Interesting book. It's not a self-help kind of thing, at least it's not intended to be. It's a rational, thought out expose on what happiness actually is and what causes it from a lecturing psychologist. Dan Gilbert is a genuinely funny and smart guy and backs up his thoughts with numerous studies and data. Some conclusions:
- We can predict future events but not future emotional states (our current one gets in the way)
- The best predictor of future happiness is not with ourselves at all -- it's by asking someone that is doing what you think may make you happy. We're not as different as we may like to think.
- Small misfortunes hurt more than big ones.
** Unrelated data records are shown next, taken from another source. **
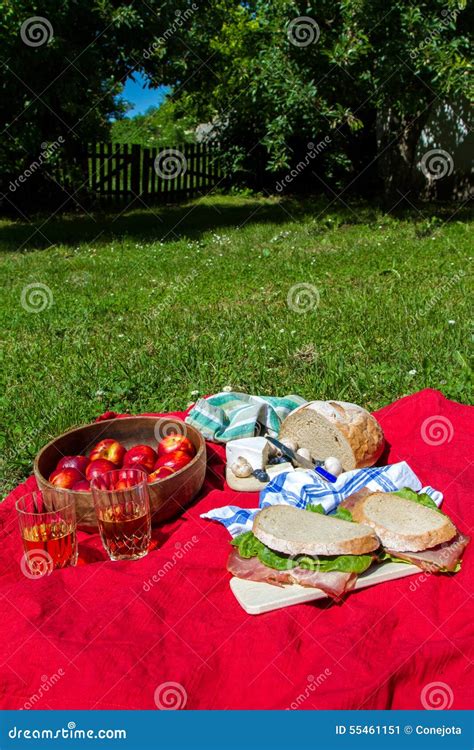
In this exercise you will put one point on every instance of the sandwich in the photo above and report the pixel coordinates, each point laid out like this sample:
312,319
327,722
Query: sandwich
411,528
291,545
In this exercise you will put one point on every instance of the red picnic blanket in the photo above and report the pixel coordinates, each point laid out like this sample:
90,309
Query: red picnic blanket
167,630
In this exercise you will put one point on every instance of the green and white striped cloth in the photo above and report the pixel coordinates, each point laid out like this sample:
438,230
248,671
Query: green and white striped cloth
228,416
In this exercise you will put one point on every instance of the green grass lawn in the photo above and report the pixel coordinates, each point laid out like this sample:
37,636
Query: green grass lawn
148,309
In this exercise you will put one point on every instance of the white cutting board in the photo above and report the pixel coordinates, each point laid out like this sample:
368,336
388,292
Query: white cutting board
257,598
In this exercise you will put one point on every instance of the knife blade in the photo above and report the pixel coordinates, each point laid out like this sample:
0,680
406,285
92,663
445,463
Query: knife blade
301,461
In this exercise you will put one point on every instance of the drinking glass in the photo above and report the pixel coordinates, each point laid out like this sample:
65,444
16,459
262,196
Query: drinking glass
48,534
122,506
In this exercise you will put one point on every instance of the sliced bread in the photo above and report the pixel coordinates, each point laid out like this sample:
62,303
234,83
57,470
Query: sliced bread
299,532
402,525
335,428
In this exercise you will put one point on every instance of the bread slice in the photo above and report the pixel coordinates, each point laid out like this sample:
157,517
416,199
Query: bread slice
335,428
300,532
403,525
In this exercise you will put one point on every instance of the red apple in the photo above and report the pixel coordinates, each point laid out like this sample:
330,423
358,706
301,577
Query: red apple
140,454
99,467
175,460
82,486
172,443
65,478
109,449
73,462
161,473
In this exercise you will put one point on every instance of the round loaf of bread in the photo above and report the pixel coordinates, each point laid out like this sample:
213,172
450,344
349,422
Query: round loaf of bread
335,428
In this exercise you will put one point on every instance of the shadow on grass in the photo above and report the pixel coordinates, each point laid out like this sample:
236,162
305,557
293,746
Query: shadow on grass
167,223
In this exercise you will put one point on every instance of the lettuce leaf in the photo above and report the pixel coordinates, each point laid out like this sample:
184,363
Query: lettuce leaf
249,546
416,498
384,556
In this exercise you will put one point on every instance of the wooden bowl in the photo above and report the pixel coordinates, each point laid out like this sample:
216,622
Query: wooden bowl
168,497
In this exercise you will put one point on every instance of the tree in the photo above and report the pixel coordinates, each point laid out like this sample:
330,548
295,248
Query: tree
63,66
283,73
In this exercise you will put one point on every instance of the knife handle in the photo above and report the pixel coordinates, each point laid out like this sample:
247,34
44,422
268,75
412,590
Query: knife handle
325,474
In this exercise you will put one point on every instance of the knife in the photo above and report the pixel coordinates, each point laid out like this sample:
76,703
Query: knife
304,462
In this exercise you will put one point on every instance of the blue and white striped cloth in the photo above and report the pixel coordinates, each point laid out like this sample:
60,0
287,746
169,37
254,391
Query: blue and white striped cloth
302,488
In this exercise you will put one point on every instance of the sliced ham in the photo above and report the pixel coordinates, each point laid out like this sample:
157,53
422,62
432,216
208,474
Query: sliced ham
443,557
334,584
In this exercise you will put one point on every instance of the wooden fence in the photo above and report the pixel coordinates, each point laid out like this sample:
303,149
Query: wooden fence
166,174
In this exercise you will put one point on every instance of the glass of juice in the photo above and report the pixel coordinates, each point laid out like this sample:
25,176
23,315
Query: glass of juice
48,534
122,506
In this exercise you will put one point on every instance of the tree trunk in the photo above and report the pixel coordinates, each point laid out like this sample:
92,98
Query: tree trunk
397,139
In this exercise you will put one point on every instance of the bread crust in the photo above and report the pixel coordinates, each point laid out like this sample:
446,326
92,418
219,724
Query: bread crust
417,542
359,428
364,543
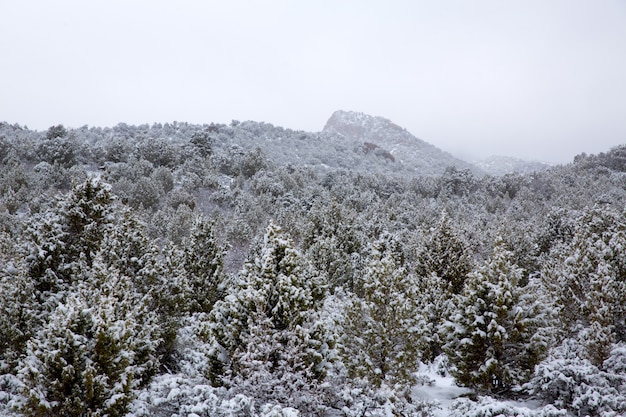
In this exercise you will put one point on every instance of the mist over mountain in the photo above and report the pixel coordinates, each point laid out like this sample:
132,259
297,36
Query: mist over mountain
501,165
415,155
247,269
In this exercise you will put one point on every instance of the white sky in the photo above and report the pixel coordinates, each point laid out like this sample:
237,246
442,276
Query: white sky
534,79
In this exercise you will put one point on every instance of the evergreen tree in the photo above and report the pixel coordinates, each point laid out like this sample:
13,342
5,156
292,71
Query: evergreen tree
588,282
384,329
490,336
203,261
446,256
70,232
96,348
268,341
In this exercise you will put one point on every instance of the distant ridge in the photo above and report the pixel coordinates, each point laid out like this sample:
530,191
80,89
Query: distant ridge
415,154
502,165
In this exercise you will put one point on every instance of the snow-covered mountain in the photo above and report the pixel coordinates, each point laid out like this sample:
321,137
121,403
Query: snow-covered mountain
502,165
381,134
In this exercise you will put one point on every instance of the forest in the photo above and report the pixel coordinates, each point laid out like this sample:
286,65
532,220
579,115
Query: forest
250,270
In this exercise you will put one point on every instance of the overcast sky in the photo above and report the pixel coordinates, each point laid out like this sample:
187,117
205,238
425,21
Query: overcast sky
542,80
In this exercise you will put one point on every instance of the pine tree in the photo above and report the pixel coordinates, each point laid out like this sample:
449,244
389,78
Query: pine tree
383,328
203,261
73,230
490,335
446,256
97,347
588,282
268,341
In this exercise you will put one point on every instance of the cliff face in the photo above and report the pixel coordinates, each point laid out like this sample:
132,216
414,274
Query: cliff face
415,154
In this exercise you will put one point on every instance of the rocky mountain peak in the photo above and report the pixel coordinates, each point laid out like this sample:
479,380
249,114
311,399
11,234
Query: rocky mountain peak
415,154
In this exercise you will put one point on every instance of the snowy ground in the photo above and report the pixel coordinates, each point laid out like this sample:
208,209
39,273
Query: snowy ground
440,389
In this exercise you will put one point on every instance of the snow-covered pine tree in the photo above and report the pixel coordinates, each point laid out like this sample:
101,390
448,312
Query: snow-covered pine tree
268,340
490,335
332,242
71,231
203,262
588,282
98,346
384,328
442,268
445,255
19,316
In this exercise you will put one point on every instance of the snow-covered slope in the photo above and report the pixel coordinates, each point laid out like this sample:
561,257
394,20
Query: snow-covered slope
502,165
415,154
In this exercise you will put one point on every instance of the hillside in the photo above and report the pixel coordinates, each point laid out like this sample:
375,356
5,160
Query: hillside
502,165
416,155
246,269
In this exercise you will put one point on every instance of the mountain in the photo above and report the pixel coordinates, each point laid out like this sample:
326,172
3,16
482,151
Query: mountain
393,142
502,165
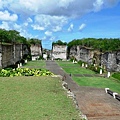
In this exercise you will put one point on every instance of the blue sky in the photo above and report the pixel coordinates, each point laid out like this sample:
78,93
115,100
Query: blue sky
52,20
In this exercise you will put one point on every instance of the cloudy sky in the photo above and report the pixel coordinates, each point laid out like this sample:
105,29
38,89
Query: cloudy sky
52,20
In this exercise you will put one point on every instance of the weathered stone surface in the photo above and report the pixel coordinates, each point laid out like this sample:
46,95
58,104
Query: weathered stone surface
10,54
59,51
110,60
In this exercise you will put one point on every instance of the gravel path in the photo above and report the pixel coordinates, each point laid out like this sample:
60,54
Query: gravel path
93,102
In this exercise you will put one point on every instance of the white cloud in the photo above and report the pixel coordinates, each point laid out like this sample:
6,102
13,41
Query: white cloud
98,5
70,27
82,26
68,8
52,23
48,33
4,25
57,28
29,20
37,27
5,16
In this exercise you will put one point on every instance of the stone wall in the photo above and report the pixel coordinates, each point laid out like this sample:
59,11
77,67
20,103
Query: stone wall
11,54
36,51
81,53
59,51
110,60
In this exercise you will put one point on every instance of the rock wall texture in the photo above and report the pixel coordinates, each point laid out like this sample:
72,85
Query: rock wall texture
11,54
110,60
36,50
59,52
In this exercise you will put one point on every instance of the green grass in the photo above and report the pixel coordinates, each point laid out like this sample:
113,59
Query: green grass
34,98
98,82
116,75
36,64
67,64
69,67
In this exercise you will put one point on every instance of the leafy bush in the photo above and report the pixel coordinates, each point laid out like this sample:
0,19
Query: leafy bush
95,68
116,75
24,72
80,62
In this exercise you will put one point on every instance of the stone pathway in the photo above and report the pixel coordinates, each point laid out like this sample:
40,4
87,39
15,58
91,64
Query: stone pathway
93,102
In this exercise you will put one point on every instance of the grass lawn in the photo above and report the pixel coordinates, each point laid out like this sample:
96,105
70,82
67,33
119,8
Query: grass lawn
34,98
36,64
69,67
98,82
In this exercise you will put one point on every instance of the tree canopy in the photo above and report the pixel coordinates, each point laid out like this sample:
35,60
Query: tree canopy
13,36
101,44
59,42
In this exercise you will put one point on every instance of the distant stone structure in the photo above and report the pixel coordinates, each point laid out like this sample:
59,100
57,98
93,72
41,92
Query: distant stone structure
59,52
10,54
36,51
110,60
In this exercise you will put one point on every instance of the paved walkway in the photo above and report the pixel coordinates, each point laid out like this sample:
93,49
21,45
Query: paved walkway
93,102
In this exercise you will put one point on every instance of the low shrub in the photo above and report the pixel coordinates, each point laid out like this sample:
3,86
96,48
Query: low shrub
24,72
116,75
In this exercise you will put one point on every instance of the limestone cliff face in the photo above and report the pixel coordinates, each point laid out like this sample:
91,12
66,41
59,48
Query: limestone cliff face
110,60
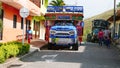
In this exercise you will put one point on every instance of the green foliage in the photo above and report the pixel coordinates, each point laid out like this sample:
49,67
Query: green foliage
57,3
12,49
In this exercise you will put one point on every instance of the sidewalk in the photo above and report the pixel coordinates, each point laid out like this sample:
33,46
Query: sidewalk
35,45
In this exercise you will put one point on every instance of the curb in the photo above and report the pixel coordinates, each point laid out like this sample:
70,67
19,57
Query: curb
6,64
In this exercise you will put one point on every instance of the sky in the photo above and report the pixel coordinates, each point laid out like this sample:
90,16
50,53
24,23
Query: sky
92,7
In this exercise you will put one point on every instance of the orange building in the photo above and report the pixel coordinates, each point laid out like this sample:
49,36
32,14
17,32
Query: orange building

We have an "emotional immune system" that kicks in for big upsets like death and divorce that works by rationalizing the events so they're not really our fault or they are for the best. However this immune system doesn't get triggered with smaller ones like losing $20, because we still need to learn from our mistakes.
- We are limited by the constraints of our imaginations. Quite literally, if we can't imagine it, we can't do it.
- We almost always exaggerate in imagining the long- term happiness something we want to happen will give us.
- Many of the most productive and creative people are those who are continually unhappy with the world. We imagine they are happy, but they aren't. Contrastingly, many of those we imagine to be unhappy (such as handicapped people) actually are very happy.
- Happiness is rarely as good as we imagine it to be, and rarely lasts as long as we think it will. The same mistaken expectations apply to unhappiness.